I just don’t have a wholesome essay of self discovery inside of me anymore. No more words of wisdom or strained reiterated and tired old epiphanies and triumphs. I’m pretty sure at this point in my life I’m as wise and mature as I’m ever going to get and, quite honestly, I’m okay with it. I laugh at inappropriate moments, forget my own address, have full conversations with inanimate objects and often go days without brushing my hair because “I just can’t even…” If I were 20 years older I’d be called eccentric. If I were 20 years younger I’d probably be institutionalized. Instead I’m stuck in midlife without the option of being eccentric yet and so far I’ve managed to avoid being locked up, so I’m left to wander the tiny little itty bitty of portion of earth I call home while simply being…strange. It’s time for me to simply accept myself as exactly who I am and I am strange. Strange, but still f-ing delightful.

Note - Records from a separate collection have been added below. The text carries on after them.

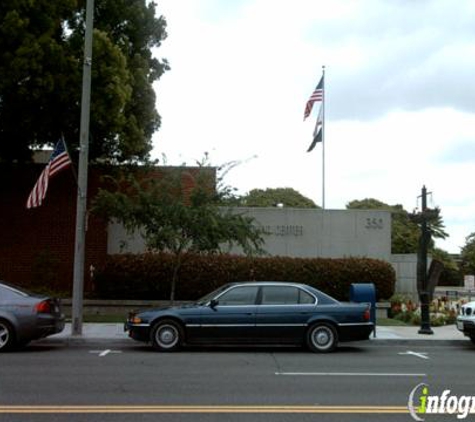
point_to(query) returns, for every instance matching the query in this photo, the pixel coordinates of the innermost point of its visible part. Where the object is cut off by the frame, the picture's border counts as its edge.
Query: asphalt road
(129, 382)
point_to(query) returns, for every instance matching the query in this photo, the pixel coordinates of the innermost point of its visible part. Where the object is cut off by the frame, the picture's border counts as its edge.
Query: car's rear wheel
(7, 335)
(167, 336)
(322, 338)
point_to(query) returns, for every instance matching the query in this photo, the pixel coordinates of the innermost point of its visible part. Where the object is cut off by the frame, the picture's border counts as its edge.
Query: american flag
(317, 95)
(58, 161)
(318, 132)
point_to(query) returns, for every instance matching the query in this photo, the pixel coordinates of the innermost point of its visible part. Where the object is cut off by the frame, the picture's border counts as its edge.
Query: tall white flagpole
(323, 138)
(79, 252)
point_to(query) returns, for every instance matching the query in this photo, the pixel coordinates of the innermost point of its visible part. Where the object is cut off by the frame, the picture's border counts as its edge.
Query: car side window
(8, 294)
(239, 296)
(285, 295)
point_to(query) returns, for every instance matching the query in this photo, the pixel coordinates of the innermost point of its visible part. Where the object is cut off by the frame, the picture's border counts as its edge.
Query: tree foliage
(178, 212)
(272, 197)
(405, 231)
(41, 62)
(468, 254)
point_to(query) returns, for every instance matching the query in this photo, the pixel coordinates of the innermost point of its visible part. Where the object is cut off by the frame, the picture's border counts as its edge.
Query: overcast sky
(399, 98)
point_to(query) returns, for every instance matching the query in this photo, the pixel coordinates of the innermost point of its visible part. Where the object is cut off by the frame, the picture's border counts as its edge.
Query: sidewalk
(93, 332)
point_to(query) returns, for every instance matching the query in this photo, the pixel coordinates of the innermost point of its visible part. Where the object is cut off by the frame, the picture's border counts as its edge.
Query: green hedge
(148, 276)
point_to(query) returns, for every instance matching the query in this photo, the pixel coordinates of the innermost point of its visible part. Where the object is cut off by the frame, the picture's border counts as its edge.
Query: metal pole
(78, 281)
(323, 138)
(422, 269)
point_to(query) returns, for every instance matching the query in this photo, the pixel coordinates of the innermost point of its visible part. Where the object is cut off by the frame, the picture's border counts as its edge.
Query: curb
(78, 342)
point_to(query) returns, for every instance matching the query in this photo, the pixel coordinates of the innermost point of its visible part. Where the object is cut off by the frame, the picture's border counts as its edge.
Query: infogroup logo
(421, 403)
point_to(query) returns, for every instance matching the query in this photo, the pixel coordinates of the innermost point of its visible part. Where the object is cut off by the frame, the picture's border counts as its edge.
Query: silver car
(25, 317)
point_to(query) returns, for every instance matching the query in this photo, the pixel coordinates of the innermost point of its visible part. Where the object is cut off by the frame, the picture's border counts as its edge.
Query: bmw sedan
(254, 313)
(25, 317)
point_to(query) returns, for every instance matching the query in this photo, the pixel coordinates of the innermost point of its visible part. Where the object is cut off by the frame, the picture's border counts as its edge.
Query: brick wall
(37, 245)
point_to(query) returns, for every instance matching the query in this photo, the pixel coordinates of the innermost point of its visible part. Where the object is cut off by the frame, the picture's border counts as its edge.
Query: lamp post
(422, 280)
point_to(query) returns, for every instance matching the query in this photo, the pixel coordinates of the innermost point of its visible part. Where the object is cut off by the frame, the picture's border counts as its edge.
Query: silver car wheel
(167, 336)
(322, 338)
(6, 335)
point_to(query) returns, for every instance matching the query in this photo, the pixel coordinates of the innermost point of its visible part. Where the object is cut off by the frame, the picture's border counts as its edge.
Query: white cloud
(399, 97)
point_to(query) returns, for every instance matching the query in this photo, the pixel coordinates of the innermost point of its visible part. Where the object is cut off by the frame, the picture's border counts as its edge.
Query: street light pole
(81, 207)
(422, 280)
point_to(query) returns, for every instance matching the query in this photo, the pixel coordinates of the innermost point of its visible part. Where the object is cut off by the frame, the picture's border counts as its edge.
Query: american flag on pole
(58, 161)
(317, 95)
(318, 132)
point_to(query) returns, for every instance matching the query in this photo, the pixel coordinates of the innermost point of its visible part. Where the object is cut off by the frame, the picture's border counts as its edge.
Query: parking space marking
(422, 355)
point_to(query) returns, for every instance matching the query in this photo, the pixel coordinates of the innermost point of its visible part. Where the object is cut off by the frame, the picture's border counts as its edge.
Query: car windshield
(205, 299)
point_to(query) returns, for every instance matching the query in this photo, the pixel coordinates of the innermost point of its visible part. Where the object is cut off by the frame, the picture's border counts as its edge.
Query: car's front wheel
(167, 336)
(322, 338)
(7, 335)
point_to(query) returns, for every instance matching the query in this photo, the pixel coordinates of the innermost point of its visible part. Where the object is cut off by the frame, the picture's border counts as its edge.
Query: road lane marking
(203, 409)
(348, 374)
(102, 353)
(422, 355)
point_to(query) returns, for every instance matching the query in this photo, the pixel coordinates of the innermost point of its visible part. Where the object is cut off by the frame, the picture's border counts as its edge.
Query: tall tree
(41, 57)
(404, 231)
(468, 255)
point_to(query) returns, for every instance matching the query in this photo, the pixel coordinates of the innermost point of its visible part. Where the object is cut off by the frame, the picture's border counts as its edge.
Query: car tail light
(43, 307)
(367, 315)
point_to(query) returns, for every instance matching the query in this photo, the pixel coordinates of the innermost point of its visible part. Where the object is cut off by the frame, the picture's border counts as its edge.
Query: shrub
(148, 276)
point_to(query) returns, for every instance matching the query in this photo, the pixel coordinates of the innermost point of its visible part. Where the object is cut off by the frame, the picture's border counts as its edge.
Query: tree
(404, 231)
(468, 255)
(41, 57)
(270, 197)
(178, 212)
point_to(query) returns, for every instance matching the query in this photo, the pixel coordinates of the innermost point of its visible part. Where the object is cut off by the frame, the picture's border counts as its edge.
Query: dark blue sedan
(255, 313)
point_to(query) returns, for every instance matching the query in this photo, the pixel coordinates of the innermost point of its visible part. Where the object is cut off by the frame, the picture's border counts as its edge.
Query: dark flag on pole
(318, 132)
(317, 96)
(58, 161)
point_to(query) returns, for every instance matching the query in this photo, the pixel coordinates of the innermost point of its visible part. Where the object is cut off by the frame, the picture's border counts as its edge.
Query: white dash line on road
(103, 353)
(422, 355)
(348, 374)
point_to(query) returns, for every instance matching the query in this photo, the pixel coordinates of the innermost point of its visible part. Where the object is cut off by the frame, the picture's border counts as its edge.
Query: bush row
(148, 276)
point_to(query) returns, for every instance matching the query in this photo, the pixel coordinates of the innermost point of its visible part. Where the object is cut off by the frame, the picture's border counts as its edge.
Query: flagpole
(79, 253)
(323, 139)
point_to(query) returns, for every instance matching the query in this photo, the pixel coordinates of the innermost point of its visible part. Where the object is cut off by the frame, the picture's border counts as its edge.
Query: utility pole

Maybe it’s the state of humanity as a whole that is strange. Sometimes I wonder if I’m actually exceptionally sane and its the rest of the world that has lost all sense of reason and appropriate conduct. Consider my tendencies to never leave my home, fear computers, avoid humans, forget where I’m going or what I’m doing at any given moment and (my personal favorite) to scream and throw things at televisions broadcasting news reports or commercials. Maybe these “oddities” are actually a reflection of my imperfect yet upright stability in a topsy turvy world. I like the idea that I might actually be more right than wrong. Imperfect and somewhat flighty and unpredictably volatile, but still f-ing delightful.
As I’ve continually severed my social media connections, eschewed technology and avoided any and all news outlets, I’ve found that being delightful is much easier than it was when I was intertwined with the people and events around the world. I’m intentionally oblivious and uninformed about the world around me and, I’ve discovered, I’m much happier this way. Perhaps it’s true – the best way to see change is to be the change you want to see. I want people to stop being so angry, bitter, scared and hateful. I want a world in which free thinking is encouraged, all lives are considered precious, self actualization is sought and obtained without fiscal or legal barriers and peace is a natural byproduct of a healthy collective of respect, love and the pursuit of happiness for all. Maybe I’m a dreamer, but I wish and pray for a world that is simply f-ing delightful.